The Eternal Tides is a follow up to Lin’s ‘heaven, earth and man’ trilogy of Mirroirs de Vie (觀, 1995), Hymne aux Fleurs qui Passant (Anthem to the Fading Flowers,花神祭, 2000) and Song of Pensive Beholding (醮, 2009). Although described in the programme as a continuation of the legend of the eagle brother and White Bird of Song of Pensive Beholding, Lin prefers not to give a clear explanation of the work, and would rather people see and feel whatever message it brings to them rather than be constrained by textual explanation. As such, Wu, as the White Bird, is the only named character.
Lin is unique in the way she draws local and national culture and an overwhelming sense of ritual into her dance, and there is certainly plenty of that as the work unfolds. Typically, Lin is not afraid to let everything take time, and take time it does. Nothing is rushed. The dancers mostly move very, very slowly, more deliberately than you could ever imagine, half crouched, bent forward. Far from being boring it actually enhances the tension.
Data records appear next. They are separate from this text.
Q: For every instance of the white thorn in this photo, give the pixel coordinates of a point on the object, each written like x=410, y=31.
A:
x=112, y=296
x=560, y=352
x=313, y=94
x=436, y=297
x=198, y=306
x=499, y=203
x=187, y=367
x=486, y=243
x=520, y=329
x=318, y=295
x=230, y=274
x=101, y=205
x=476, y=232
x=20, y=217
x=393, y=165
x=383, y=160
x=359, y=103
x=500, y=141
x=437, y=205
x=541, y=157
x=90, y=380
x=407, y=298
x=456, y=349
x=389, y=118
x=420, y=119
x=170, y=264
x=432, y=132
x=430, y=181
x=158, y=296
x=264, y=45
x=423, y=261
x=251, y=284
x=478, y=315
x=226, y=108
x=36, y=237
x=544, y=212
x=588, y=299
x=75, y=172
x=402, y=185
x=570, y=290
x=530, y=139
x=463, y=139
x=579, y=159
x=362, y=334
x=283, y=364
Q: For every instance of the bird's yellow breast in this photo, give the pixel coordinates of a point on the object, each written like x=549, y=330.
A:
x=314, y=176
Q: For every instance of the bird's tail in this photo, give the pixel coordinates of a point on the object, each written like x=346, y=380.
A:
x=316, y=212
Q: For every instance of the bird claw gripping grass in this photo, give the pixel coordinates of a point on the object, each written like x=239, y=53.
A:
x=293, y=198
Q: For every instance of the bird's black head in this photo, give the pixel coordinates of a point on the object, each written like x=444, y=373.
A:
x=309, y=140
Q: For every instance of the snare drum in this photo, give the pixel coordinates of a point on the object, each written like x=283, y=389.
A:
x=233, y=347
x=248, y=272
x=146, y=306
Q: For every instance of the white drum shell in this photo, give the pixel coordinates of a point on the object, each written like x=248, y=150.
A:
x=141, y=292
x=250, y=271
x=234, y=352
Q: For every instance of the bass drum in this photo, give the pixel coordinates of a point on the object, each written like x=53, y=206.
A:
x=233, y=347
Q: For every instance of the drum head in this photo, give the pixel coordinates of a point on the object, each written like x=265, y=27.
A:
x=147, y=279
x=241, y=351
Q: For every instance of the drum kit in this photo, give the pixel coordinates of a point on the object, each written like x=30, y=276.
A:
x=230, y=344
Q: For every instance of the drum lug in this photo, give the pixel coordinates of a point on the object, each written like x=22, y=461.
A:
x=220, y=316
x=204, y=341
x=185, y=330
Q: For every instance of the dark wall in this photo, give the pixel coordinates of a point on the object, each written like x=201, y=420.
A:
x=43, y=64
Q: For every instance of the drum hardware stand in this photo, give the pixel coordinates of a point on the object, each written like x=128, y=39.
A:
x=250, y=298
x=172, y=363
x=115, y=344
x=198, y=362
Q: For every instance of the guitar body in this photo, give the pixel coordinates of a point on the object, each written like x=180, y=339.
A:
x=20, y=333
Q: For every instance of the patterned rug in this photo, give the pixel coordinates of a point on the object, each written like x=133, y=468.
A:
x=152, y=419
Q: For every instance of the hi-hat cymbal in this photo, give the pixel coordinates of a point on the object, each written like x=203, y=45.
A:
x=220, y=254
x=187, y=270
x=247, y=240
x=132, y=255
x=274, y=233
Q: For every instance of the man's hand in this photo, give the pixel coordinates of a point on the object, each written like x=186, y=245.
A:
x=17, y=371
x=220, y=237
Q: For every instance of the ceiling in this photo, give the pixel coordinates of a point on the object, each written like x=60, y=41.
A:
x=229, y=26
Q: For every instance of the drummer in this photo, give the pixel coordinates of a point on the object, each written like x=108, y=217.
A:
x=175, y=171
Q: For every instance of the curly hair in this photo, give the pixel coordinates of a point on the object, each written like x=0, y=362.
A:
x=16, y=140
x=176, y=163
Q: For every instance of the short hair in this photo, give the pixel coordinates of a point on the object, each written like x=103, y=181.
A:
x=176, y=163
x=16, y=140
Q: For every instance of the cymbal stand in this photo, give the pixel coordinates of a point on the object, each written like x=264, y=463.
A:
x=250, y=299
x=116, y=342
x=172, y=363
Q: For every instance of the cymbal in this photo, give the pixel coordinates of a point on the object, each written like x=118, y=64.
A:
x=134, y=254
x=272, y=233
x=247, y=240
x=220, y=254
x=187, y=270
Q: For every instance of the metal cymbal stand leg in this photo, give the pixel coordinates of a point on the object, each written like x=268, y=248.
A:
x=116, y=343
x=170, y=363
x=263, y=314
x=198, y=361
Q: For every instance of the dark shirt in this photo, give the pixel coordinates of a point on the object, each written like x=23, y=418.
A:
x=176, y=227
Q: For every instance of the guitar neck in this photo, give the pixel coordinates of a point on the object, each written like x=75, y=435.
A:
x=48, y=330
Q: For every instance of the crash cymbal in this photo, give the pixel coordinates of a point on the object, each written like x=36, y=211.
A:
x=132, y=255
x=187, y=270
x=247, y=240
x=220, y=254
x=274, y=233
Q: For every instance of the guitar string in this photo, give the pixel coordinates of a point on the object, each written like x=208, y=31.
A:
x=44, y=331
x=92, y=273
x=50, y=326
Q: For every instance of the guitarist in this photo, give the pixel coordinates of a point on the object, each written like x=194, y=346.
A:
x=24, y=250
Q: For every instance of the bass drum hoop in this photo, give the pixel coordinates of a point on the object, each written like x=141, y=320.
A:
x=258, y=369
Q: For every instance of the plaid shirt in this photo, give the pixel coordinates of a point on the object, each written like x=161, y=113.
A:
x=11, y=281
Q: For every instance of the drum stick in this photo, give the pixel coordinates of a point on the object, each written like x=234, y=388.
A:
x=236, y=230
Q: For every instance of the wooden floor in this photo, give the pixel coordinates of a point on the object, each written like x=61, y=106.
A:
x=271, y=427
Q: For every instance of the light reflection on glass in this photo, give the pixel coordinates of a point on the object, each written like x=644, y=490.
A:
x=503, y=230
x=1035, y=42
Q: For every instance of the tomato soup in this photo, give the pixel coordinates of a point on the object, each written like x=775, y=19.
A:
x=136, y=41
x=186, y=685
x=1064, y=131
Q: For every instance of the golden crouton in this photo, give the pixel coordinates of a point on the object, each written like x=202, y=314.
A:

Lin may be a choreographer, but she has a master painter’s eye for image and detail, and she certainly paints some starkly beautiful pictures. The dance combined with the austerity of design makes the whole feel like one of those Chinese ink paintings that are filled with white space come to life. It is quite exquisite.
A couple of moments are especially gorgeous. First is the meeting of Wang Chien-yi (王芊懿) and Cheng Chieh-wen (鄭傑文) in ‘Thought’. When she puts her head against his chest before their bodies fold around one another, Lin doesn’t need to say any more. Second is the death of the White Bird, a picture of stunning contrasts. Wu centre stage, her hair now as a huge black headdress, is all monochrome, but around her stand four golden lit men in black skirts and red bandanas, their bodies glistening in their golden light. Marvellous.
It’s not all quiet and slow, though. There are moments that will make you sit up with a start. That long opening solo ends with a series of violent screams. And then, after the mood darkens and becomes menacing, there is the ‘Fight’ in which the dance bursts into violent life, the combatants led by Cheng and Chen Chi-shun (陳啟順) shaking with rage and screaming to the powerful urging of the drums.
And yet, for all the intensity, superb imagery and mood that is conjured up The Eternal Tides, I couldn’t help feeling that I had seen it all before. Too often it felt like a repeat rather than a new episode; not quite a collage of fragments of previous works, but heading in that direction. It’s not so much the movement vocabulary as the narrative, designs and whole mood. That includes the end that has a dancer painstakingly laying out stones from a bowl along a path, although I do understand the metaphor. I can’t help wondering whether the trilogy (should that now be tetralogy?) has somehow taken over, and whether this is now it, and whether there is anywhere for Lin and her remarkable dancers go next.